Unfortunately, potential future disasters are often ignored by those who hold power in the present, so antibiotic usage has not slowed down. Antibiotics have significantly increased the yield and quality of agriculture, which translates into profits for industrial agriculture and Big Pharma. Until there is an immediate threat to their profits, change will be slow and antibiotics will remain prevalent, creating the everpresent risk of a resistant strain of bacteria that can cause famine across the globe.

Reliance on one source of food, or in this case one source of protection against bacteria, has been disastrous throughout history. The infamous Irish Potato Famine left tens of millions starving and over a million dead because of an overdependence on one crop, the potato. When Phytophthora infestans, a protist commonly referred to as Blight, made its way into Ireland and rendered the entirety of the potato harvest inedible, the Irish were left helpless and starving against an indestructible foe.

Today, we have a much better understanding of microorganisms and we have diversified our food supply through the global supply chain, but this is a double-edged sword. The fact that the world, especially global agriculture, is so interconnected means that one superbug can spread extremely rapidly and affect billions of people before it’s even detected. Additionally, 6 antibiotics are used in 83% of all global agriculture, which causes a similar dependence on these antibiotics as what the Irish experienced in the mid 19th century.

Luckily, cellular agriculture happens in a sterile environment completely absent of these bacteria, which makes the use of antibiotics in labs obsolete. This offers a solution and potential alternative in case of a catastrophic superbug breakout which can completely wipe out huge swathes of industrially farmed animals.

What is the Future of Cellular Agriculture?

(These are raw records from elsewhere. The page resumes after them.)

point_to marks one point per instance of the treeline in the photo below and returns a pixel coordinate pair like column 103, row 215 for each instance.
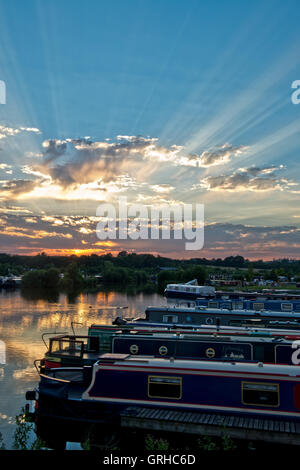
column 52, row 278
column 93, row 263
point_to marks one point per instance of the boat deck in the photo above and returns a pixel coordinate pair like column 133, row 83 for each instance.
column 281, row 432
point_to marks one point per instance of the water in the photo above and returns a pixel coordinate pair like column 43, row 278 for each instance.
column 23, row 319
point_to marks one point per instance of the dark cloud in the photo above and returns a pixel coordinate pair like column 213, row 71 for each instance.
column 31, row 234
column 251, row 179
column 15, row 188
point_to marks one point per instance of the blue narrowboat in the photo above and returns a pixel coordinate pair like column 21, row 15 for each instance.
column 67, row 350
column 207, row 296
column 232, row 318
column 118, row 381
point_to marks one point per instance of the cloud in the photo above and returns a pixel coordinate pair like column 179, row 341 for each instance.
column 77, row 235
column 74, row 161
column 53, row 149
column 6, row 168
column 10, row 131
column 246, row 179
column 14, row 188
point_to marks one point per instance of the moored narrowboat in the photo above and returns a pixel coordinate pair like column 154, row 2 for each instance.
column 117, row 381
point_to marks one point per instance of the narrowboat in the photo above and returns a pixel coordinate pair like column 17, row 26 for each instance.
column 209, row 316
column 191, row 291
column 257, row 304
column 99, row 394
column 69, row 350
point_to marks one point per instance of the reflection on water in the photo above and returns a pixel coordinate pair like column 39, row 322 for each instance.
column 25, row 316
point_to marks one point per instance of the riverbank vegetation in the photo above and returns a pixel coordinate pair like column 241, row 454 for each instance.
column 75, row 273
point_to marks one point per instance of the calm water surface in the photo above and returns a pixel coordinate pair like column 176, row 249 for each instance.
column 23, row 319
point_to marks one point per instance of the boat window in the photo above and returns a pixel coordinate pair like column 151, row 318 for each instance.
column 65, row 347
column 170, row 319
column 263, row 394
column 233, row 352
column 213, row 304
column 237, row 305
column 164, row 387
column 258, row 306
column 287, row 307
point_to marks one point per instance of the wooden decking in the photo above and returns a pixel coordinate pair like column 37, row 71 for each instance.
column 281, row 432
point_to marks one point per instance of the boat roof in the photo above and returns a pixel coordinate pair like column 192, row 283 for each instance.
column 224, row 311
column 126, row 360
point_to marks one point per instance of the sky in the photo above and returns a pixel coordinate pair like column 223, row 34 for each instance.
column 159, row 101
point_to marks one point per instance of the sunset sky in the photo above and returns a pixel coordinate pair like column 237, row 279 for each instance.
column 161, row 101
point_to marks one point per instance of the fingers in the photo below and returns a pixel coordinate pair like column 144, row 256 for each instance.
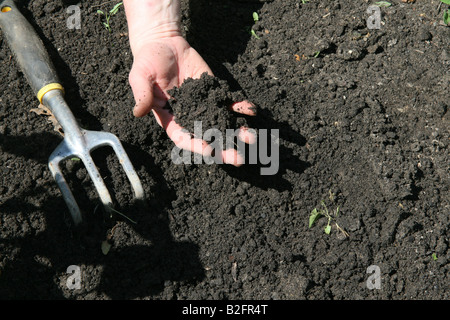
column 184, row 140
column 142, row 87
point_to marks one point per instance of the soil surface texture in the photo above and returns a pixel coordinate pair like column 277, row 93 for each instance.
column 363, row 125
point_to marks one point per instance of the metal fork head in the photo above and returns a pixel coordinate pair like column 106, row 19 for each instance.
column 81, row 147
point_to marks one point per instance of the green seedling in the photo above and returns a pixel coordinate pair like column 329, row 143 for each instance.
column 324, row 212
column 446, row 17
column 109, row 14
column 253, row 33
column 255, row 16
column 255, row 19
column 383, row 4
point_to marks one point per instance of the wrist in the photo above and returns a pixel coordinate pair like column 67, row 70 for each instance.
column 150, row 20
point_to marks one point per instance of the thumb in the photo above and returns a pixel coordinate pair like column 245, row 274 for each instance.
column 142, row 87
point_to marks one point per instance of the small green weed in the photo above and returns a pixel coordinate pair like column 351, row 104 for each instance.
column 446, row 17
column 383, row 4
column 324, row 212
column 109, row 14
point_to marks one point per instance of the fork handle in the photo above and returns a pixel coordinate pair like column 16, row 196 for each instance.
column 28, row 50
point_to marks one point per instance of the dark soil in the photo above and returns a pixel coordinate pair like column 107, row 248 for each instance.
column 207, row 100
column 364, row 126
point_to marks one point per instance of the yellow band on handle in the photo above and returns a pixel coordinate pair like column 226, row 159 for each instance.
column 47, row 88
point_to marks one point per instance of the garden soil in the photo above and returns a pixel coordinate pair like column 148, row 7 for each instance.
column 361, row 115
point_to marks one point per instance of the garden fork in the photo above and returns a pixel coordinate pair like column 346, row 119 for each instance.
column 41, row 75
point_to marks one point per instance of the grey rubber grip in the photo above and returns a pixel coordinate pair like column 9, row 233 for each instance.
column 27, row 47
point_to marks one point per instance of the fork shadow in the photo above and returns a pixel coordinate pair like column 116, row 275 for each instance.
column 129, row 271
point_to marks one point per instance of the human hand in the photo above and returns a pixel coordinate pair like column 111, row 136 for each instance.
column 163, row 59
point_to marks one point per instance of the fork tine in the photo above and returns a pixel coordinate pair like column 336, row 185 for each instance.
column 96, row 139
column 59, row 154
column 96, row 178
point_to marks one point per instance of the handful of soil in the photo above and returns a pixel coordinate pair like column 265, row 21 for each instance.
column 207, row 100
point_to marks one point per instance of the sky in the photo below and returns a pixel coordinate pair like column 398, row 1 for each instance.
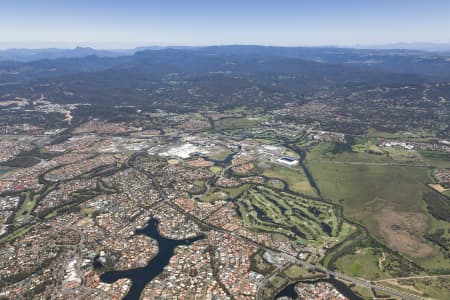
column 131, row 23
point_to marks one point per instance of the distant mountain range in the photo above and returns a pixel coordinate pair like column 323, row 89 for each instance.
column 435, row 47
column 27, row 55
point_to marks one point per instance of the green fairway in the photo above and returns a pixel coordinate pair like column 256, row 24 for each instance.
column 235, row 123
column 300, row 219
column 364, row 265
column 387, row 200
column 295, row 178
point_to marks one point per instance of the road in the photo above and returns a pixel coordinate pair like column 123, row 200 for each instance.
column 356, row 281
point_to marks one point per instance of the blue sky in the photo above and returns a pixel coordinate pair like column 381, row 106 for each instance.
column 120, row 24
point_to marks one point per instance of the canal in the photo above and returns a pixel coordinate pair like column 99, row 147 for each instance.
column 140, row 277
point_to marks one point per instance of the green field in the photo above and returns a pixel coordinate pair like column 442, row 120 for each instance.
column 364, row 264
column 436, row 159
column 295, row 178
column 305, row 221
column 387, row 199
column 236, row 123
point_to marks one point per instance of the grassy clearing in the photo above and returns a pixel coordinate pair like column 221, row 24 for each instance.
column 295, row 178
column 436, row 159
column 219, row 155
column 322, row 152
column 363, row 264
column 388, row 200
column 236, row 123
column 303, row 221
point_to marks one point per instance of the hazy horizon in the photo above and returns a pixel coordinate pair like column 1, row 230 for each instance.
column 114, row 25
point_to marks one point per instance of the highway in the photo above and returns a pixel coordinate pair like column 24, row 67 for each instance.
column 289, row 257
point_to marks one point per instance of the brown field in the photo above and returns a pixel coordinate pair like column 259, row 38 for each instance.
column 437, row 187
column 403, row 230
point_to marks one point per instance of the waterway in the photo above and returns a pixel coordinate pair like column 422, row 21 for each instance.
column 289, row 291
column 4, row 170
column 140, row 277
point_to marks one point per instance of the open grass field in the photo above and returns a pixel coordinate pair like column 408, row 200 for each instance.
column 364, row 264
column 295, row 178
column 322, row 152
column 436, row 159
column 434, row 288
column 297, row 218
column 236, row 123
column 387, row 200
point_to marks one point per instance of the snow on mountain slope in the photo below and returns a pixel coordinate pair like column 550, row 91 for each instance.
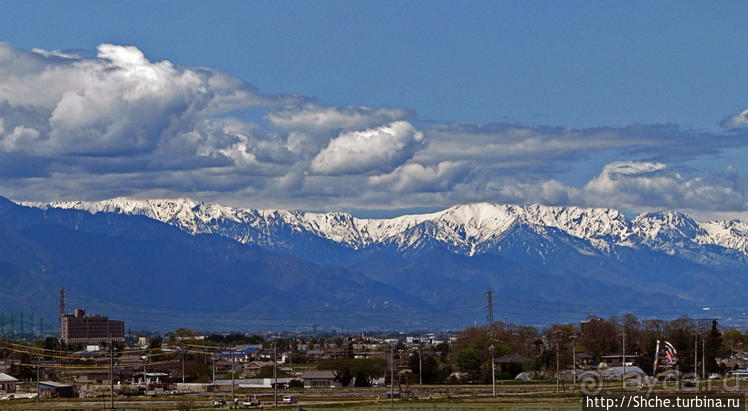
column 467, row 229
column 729, row 234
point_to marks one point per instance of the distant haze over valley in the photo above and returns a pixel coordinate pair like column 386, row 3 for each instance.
column 160, row 262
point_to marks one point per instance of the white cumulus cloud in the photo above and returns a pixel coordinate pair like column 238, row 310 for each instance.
column 737, row 120
column 380, row 149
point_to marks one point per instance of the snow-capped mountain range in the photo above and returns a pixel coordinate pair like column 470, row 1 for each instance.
column 465, row 229
column 596, row 259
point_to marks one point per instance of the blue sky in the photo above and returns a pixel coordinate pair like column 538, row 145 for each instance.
column 633, row 105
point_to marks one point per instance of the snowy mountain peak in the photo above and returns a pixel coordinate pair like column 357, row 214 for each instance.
column 467, row 228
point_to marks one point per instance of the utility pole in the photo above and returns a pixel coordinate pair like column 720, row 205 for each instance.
column 37, row 379
column 392, row 377
column 557, row 367
column 623, row 379
column 703, row 357
column 489, row 307
column 111, row 367
column 574, row 359
column 61, row 307
column 493, row 369
column 695, row 356
column 420, row 362
column 275, row 373
column 231, row 350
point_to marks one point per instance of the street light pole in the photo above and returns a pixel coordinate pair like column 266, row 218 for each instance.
column 493, row 369
column 275, row 373
column 623, row 379
column 574, row 359
column 420, row 363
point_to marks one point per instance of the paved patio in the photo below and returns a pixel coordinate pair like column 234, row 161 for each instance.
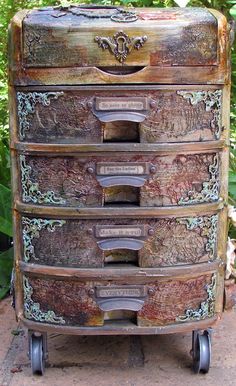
column 116, row 361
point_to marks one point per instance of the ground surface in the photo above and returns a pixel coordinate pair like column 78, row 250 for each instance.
column 116, row 361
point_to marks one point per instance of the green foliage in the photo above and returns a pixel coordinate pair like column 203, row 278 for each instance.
column 8, row 9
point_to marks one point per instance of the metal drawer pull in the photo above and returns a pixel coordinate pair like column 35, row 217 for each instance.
column 135, row 181
column 123, row 173
column 120, row 116
column 120, row 304
column 120, row 243
column 122, row 109
column 121, row 298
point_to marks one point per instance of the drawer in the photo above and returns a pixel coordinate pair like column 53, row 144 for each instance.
column 138, row 242
column 116, row 114
column 156, row 302
column 69, row 36
column 141, row 180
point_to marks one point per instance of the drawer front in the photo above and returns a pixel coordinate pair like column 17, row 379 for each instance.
column 95, row 243
column 70, row 36
column 95, row 116
column 90, row 303
column 141, row 180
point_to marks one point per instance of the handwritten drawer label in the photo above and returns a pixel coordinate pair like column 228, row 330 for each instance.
column 110, row 292
column 121, row 168
column 121, row 104
column 119, row 231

With the first cellular agriculture factory already open and bringing in revenue, there will now be market data to support or disprove the viability of cellular agriculture to be a long-term solution to the problems we are facing due to traditional agriculture.

We know that the concept and the science are absolutely solid, but the fastest way for an industry to grow is with the support of investors and venture capitalists. These financial entities will look past the scientific proof of concept and focus on the business proof of concept instead. In other words, if cellular agriculture can’t become a profitable business then its adoption will be delayed until it does become a reliable source of revenue for angel investors.

The future is looking extremely bright. Future Meat Technologies can already produce an entire chicken breast for under $4 USD, which is only slightly more expensive than the normal production cost. As the technology and business sides of this sector both continue to scale up, costs will continue to decrease and adoption will accelerate.

By 2025 we could find ourselves eating synthetic meats at restaurants and at home on a regular basis. Cellular Agriculture has the potential to help save our planet, fix food shortages, and protect the remaining biodiversity on Earth so that our children and grandchildren can enjoy nature just as we do.